La  grotta è tuttora meta di grandi pellegrinaggi che giungono qui da tutto l’Abruzzo e anche dal Molise, due volte l’anno si ripete l’antico rito di bere l’acqua che sgorga dalla grotta ritenuta miracolosa. Partecipano a questo  rito  molti  pellegrini, di ogni età, provenienza ed estrazione sociale, entrano nella grotta in fondo alla chiesa, impugnano il tradizionale mestolo in rame e bevono un sorso d’acqua attinta dalla suggestiva sorgente naturale sulla quale aleggia la tradizione del miracolo. 
 
La devozione popolare risulta ufficializzata fin dal Seicento quando i D’Avalos, fecero costruire davanti alla grotta una chiesetta  nella quale è esposta la statua del Santo.
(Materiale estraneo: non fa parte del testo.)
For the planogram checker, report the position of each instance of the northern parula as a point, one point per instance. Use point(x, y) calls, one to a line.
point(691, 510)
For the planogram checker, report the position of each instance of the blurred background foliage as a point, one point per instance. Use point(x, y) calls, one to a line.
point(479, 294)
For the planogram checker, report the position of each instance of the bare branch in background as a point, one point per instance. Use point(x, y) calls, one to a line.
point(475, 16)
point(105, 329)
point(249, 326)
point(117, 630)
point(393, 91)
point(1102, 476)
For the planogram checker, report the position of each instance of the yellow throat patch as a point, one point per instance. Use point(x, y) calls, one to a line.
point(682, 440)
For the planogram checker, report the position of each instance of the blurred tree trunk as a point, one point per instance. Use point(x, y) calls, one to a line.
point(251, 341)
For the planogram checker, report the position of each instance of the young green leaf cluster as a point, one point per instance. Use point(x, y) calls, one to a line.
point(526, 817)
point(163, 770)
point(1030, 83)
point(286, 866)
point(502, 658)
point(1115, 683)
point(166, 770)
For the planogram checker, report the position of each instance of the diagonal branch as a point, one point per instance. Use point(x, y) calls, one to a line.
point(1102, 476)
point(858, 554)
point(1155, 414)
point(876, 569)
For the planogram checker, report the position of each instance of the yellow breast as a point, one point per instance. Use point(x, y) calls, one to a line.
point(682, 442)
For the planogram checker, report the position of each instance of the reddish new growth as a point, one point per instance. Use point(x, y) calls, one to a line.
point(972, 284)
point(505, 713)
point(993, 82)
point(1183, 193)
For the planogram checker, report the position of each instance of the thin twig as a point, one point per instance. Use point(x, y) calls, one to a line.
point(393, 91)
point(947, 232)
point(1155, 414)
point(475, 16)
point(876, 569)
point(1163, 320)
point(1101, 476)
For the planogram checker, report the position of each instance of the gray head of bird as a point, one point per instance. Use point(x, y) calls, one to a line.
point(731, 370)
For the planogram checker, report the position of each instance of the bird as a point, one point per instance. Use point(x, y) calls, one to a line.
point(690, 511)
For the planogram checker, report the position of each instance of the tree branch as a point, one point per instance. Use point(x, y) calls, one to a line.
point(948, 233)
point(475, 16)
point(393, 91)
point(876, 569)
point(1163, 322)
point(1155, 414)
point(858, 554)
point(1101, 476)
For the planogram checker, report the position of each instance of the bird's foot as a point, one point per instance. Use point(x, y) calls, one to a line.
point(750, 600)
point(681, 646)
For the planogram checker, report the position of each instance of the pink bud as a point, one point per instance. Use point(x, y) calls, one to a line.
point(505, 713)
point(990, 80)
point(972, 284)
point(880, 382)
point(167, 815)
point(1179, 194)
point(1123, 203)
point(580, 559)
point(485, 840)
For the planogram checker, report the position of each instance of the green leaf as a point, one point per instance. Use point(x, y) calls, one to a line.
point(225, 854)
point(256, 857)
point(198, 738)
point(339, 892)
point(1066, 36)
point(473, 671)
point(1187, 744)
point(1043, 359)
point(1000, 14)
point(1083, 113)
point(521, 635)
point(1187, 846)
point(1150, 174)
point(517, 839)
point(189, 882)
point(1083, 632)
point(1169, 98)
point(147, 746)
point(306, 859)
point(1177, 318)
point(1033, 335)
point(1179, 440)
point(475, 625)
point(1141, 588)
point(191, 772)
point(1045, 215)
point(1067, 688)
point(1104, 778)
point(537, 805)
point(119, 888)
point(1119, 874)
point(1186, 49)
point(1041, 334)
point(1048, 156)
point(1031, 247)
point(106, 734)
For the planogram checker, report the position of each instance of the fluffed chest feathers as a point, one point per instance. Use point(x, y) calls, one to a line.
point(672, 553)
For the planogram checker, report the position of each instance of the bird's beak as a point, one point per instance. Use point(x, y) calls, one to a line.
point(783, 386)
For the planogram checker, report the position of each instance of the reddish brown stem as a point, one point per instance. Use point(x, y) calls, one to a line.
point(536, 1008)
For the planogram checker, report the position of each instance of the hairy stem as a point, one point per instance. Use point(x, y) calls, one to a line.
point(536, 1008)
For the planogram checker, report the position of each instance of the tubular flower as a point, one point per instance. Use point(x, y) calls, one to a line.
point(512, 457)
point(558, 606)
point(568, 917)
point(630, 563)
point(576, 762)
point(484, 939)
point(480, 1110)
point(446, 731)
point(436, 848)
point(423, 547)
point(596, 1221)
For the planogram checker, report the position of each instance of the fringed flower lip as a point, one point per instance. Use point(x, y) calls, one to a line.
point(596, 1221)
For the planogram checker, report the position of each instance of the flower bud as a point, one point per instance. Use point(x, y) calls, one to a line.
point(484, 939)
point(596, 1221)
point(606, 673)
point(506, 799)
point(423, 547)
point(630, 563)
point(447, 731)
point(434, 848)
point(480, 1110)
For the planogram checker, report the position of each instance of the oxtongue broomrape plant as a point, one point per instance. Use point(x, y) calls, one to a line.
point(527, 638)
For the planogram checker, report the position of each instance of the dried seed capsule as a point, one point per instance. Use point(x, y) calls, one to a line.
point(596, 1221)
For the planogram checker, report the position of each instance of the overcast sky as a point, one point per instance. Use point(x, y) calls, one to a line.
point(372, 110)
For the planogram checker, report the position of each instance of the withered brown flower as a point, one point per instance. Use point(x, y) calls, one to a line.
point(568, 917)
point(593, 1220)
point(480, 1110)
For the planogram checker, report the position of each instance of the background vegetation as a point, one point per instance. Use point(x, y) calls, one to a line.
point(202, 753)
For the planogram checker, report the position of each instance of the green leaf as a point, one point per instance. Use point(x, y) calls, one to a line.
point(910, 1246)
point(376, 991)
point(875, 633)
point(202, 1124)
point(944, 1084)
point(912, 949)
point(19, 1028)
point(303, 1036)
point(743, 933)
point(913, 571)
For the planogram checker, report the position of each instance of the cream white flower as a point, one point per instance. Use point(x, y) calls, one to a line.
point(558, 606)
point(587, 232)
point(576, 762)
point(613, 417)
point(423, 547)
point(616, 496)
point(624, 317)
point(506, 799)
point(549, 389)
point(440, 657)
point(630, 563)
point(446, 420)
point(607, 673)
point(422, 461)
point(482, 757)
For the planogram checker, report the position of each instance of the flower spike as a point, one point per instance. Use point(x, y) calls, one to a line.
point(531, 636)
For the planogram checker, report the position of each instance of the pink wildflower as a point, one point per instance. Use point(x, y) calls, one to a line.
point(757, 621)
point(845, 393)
L’8 maggio e il 29 settembre i fedeli compiono  emozionanti rituali: toccano le pareti della roccia e ci strofinano contro fazzoletti e oggetti sacri, poi bevono l’acqua di sorgente che gocciola dalle stalattiti, ritenuta rimedio efficace contro i vari mali. 
 
Il santuario è legato alla religiosità dei pastori, poiché qui passano alcuni dei tratturi che dall’Abruzzo portavano le greggi in Puglia e viceversa. 
 
S.VENANZIO  A  RAIANO – Un altro suggestivo eremo si  trova nell’aquilano poco distante  da Raiano. La chiesa è dedicata al giovane Venanzio che, convertitosi  al Cristianesimo  si ritirò in questi luoghi. Nel 259 fu arrestato e martirizzato. Al culto di questo martire, ancora oggi molto sentito dai fedeli che qui accorrono da tutto l’Abruzzo, si lega un’antica tradizione che vuole riconoscere in alcuni segni sulla roccia le impronte del Santo. La festa di San Venanzio  si celebra il 18 maggio. I pellegrini, ripercorrendo le orme della vita del Santo, si sdraiano su quella che si crede sia l’impronta lasciata dal suo corpo, detta letto di San Venanzio, poi prendono posto sul sedile di Santa Rina per ottenere la guarigione dai mali fisici.    
                     
Dalla loggia esterna che si affaccia sul fiume parte la Scala Santa, scavata nella roccia che porta fino all’acqua del fiume e viene percorsa in salita dai pellegrini. Questi gesti rituali sono legati all’evocazione della discesa agli inferi, dai quali si risale purificati, ma anche alle pratiche religiose per mezzo delle quali i pellegrini invocano la guarigione dai loro mali. Un esempio è l’immersione degli arti doloranti o malati nelle acque del sottostante fiume Aterno e la benedizione dei malati con l’acqua miracolosa di San Venanzio.